Establishing the statistical context of the graphical analysis is the most significant step in any data graph exercise. The statistical context guides the choice of an appropriate data graph estimator from a taxonomy of tools.
A taxonomy of context
Cleveland (1993, Visualizing Data) suggests that it is useful to think about the dimensions of variation when defining the graph objective, by classifying the statistical context in terms of univariate, multivariate, hypervariate or multiway statistical variation. Univariate questions suggest the use of quantile plots, distribution plots, box-plots, and bar charts if the data is categorical. Multivariate questions suggest the use of the scatter plot and smoothing estimators, and clever use of retinal variables. Hypervariate questions need more advanced encoding strategies, such as the use of small multiples and parallel coordinate plots. Multiway questions are relevant with categorical data and cross-classifications.

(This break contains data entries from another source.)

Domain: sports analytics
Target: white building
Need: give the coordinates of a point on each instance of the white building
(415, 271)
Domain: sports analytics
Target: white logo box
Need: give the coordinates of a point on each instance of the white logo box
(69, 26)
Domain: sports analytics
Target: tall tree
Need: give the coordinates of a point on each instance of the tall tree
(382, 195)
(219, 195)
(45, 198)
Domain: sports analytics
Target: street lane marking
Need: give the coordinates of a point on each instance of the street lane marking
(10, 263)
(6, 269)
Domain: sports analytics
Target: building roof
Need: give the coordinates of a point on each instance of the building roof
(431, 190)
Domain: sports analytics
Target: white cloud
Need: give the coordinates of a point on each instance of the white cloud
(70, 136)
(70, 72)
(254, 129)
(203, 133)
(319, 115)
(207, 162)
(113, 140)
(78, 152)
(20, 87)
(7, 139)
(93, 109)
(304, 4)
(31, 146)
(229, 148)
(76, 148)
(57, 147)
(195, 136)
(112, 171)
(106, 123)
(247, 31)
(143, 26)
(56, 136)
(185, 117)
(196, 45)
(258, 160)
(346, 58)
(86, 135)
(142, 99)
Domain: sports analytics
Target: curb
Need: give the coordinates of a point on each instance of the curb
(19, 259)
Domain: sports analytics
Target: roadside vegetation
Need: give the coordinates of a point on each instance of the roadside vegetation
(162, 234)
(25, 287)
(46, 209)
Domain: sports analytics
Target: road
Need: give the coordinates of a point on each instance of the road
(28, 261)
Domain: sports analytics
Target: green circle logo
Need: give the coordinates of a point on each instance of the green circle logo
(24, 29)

It is useful to think about which dimensions are involved in the univariate, multivariate or hypervariate questions. For example, defining the graph objective as a temporal question (i.e. asking when?) requires the use of a time frequency variable. Or, defining the graph objective as a spatial question (i.e. asking where?), may require the use of geographical or topographical maps.
Below, I provide a taxonomy of statistical context that can help conceptualise the specification of the graph objective and choose appropriate data graph tools:
- Distributional analysis of a single variable
- Correlation analysis between variables
- Comparative analysis of magnitudes and differences
- Compositional analysis of how components make up a total
- Relational connectivity analysis
- Temporal analysis
- Stock-and-flow analysis on how flows accumulate into stocks
- Spatial analysis
The proposed taxonomy is certainly not exhaustive. Often data graphs combine different contexts, e.g. an aggregation graph may have a temporal dimension as in the analysis of the US federal tax revenue.
One graph for every objective
Regardless, always remember that data graphing is not meant to be a story-telling odyssey. Data graphs must be focused in their objective and be concise in conveying a sharp message. If you want to tell many stories then make many graphs.